When management is adapted to cope with climate change, whilst there remains a high probability of negative impacts in the WA and SA sites there is some significant amelioration of the adverse effects. For example, in Wongan Hills, there is a 39% chance of yields above current levels (Fig 13a) whereas this was only 3% with no adaptations used. Mean value of production is $45M higher than when no adaptations are used. In eastern Australia, adaptations result in consistently higher probability of positive outcomes in value of production. For example, in Dalby, adaptation adds a mean of $10M/year to value of wheat production (e.g Fig 13b). Investment in adaptive strategies appears to provide a large pay-off.
Fig. 13 Change in value of wheat production for a) Wongan Hills and b) Dalby for the year 2070 under CO2 and climate change when adaptations are practiced.
Fig. 14 Change in regional production (%) and value of production ($M) for the year 2030 compared with current levels for Wongan (a,b) and Dalby (c,d).
There are potential impacts of global change evident in the year 2030 scenarios. Regional grain production in Wongan Hills could reduce by a mean of -3% with only a moderate probability (about 35%) that it may be higher than current levels (Fig. 14a). Value of production may also fall by an average of $25M (Fig 14b) with only a small likelihood of increases (13%). In contrast, mean yields and value of production in Dalby could increase by 7% with only a small chance (7 - 13%) of being below current levels (Fig. 14c,d).
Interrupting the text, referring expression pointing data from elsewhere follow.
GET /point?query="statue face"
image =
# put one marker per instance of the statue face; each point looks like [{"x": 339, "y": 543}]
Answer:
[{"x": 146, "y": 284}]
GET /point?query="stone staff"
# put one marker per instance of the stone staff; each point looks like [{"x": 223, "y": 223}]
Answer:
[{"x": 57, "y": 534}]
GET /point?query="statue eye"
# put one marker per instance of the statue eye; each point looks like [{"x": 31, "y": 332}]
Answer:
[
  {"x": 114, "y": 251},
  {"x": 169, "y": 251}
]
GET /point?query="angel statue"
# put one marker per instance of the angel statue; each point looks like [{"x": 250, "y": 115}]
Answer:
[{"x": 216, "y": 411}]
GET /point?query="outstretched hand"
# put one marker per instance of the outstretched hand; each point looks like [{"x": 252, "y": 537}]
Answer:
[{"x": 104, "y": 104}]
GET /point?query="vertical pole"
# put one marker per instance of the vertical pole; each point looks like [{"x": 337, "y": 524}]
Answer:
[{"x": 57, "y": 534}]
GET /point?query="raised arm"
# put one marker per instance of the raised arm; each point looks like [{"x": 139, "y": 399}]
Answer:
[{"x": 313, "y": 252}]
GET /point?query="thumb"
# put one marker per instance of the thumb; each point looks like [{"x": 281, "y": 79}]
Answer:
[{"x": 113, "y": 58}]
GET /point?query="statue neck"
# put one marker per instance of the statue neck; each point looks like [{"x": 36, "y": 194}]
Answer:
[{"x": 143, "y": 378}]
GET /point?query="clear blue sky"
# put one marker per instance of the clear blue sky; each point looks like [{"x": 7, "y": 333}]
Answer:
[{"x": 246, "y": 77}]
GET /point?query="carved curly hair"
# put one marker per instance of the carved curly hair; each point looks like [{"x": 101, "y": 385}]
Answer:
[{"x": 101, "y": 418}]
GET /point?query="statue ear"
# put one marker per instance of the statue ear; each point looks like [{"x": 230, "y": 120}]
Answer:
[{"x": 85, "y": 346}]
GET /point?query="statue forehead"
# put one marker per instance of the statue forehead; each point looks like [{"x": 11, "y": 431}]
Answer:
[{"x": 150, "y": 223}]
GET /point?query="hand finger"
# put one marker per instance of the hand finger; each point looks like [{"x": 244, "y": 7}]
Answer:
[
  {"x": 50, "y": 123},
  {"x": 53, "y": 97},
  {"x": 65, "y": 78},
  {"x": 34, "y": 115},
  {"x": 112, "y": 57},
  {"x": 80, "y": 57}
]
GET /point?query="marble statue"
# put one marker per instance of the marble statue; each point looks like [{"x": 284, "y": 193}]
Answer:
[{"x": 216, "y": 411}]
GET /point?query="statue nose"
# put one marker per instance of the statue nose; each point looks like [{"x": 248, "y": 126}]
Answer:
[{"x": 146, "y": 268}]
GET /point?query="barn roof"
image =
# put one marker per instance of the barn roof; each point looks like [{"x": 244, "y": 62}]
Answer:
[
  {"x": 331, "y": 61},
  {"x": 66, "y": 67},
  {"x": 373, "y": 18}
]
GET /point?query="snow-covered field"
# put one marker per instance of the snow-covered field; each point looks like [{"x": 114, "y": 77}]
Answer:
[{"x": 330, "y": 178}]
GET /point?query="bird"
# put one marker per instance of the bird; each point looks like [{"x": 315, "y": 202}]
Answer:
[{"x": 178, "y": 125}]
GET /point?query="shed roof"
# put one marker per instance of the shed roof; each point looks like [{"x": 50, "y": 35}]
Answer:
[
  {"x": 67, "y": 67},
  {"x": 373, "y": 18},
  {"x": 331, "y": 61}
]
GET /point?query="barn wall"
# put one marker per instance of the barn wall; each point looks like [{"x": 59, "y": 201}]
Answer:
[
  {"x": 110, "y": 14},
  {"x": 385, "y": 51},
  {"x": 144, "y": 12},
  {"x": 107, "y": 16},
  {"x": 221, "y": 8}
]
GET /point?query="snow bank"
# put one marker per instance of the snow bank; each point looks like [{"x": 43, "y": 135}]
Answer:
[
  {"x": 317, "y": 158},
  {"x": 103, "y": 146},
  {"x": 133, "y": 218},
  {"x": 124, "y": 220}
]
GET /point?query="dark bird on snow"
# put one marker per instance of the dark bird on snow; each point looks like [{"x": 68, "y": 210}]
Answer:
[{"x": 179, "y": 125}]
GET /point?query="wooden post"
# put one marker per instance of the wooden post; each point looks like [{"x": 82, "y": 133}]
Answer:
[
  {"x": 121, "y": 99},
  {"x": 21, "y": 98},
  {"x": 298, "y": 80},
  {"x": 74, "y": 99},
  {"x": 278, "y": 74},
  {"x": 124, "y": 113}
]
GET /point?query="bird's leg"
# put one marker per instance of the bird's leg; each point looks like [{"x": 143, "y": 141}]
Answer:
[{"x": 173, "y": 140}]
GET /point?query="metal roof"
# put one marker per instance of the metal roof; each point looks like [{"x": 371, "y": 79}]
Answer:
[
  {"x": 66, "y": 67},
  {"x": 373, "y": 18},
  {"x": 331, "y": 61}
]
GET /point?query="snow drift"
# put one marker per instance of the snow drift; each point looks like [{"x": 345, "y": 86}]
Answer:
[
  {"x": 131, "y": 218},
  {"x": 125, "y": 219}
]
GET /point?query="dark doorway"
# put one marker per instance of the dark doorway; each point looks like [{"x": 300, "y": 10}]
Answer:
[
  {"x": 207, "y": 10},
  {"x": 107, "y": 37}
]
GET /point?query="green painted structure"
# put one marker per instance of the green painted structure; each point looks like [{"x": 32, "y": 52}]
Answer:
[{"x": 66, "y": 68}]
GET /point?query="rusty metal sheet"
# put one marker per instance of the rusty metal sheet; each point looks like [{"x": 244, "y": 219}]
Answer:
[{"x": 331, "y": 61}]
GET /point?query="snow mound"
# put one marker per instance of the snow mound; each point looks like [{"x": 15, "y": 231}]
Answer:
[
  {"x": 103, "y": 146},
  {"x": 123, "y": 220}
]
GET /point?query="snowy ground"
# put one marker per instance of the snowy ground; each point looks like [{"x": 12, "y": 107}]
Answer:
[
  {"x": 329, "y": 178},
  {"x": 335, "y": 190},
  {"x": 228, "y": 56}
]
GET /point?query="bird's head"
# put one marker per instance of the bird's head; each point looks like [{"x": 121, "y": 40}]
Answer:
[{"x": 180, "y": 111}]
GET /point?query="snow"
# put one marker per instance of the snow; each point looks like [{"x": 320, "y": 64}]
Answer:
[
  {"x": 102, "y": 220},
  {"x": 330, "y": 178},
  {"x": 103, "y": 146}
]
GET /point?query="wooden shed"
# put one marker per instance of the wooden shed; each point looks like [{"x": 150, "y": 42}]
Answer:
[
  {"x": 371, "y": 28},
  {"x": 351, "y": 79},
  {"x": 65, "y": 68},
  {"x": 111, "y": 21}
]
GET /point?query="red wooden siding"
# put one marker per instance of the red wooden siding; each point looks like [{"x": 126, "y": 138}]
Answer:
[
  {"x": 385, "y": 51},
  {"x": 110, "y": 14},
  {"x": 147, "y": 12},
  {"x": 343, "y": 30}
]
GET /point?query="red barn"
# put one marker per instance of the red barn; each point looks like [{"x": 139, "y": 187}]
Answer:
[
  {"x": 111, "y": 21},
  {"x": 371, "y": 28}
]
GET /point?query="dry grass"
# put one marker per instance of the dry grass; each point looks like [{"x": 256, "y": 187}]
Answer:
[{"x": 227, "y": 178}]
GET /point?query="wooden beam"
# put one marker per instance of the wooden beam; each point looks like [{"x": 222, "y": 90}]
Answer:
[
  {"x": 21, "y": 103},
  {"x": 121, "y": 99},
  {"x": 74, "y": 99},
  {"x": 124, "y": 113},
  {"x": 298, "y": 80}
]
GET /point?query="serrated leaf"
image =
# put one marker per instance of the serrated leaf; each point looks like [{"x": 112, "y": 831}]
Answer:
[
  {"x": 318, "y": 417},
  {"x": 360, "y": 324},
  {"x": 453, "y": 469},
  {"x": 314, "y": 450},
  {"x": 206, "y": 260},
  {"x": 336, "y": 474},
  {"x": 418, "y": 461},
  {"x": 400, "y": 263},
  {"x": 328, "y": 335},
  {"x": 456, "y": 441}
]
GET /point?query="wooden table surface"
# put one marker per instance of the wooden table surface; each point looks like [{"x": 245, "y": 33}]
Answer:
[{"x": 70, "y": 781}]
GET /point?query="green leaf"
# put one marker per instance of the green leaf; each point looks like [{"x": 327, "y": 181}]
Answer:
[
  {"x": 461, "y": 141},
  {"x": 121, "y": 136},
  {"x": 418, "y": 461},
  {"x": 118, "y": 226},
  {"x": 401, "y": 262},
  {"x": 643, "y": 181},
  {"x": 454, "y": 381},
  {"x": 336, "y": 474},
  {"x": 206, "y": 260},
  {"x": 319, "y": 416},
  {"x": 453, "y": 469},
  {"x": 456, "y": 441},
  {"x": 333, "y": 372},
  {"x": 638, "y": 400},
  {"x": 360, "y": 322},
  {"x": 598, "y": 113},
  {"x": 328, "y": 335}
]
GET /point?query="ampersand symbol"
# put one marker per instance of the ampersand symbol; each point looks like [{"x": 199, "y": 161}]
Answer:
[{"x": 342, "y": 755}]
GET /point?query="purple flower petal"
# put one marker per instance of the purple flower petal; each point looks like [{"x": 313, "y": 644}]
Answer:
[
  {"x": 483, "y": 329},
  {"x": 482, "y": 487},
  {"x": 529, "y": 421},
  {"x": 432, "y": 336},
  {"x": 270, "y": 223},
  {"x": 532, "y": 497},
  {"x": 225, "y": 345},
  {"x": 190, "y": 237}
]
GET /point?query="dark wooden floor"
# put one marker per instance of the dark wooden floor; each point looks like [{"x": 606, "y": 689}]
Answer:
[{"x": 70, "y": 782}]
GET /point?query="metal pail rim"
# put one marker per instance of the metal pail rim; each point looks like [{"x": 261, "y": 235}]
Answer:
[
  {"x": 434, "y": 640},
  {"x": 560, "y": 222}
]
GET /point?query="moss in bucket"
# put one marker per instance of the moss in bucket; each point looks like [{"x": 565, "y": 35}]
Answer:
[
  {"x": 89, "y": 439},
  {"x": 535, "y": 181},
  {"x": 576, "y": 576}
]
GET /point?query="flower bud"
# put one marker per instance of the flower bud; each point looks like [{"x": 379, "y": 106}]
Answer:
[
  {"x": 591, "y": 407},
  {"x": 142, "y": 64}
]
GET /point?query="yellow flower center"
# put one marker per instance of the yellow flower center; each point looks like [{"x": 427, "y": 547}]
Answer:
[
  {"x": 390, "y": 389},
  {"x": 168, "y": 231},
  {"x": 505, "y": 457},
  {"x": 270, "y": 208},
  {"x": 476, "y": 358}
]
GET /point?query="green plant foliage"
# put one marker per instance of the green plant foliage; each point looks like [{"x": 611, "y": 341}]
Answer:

National grain production may be higher than current levels (Fig. 15, Table 4) with a mean of (3%). There is only a 12% chance of it being below current levels. Mean value of production (Fig. 16) may increase by about $19M/year with a 32% chance of being below current levels. However, as with the year 2070 scenarios, the skewed relationship gives positive outcomes limited to about $150M/year whilst the negative outcomes range to below $250M/year albeit with low probability. In contrast, value of wheat exports may fall (Fig. 17) by a mean of $82M for the ABS mid-range population scenario with a 91% chance of being below current levels. This is largely due to an increase in domestic consumption of wheat as a result of population growth which reduces exports on average by $63M/year. Under the alternative population scenarios, mean exports may fall by between $60 and $114M/year.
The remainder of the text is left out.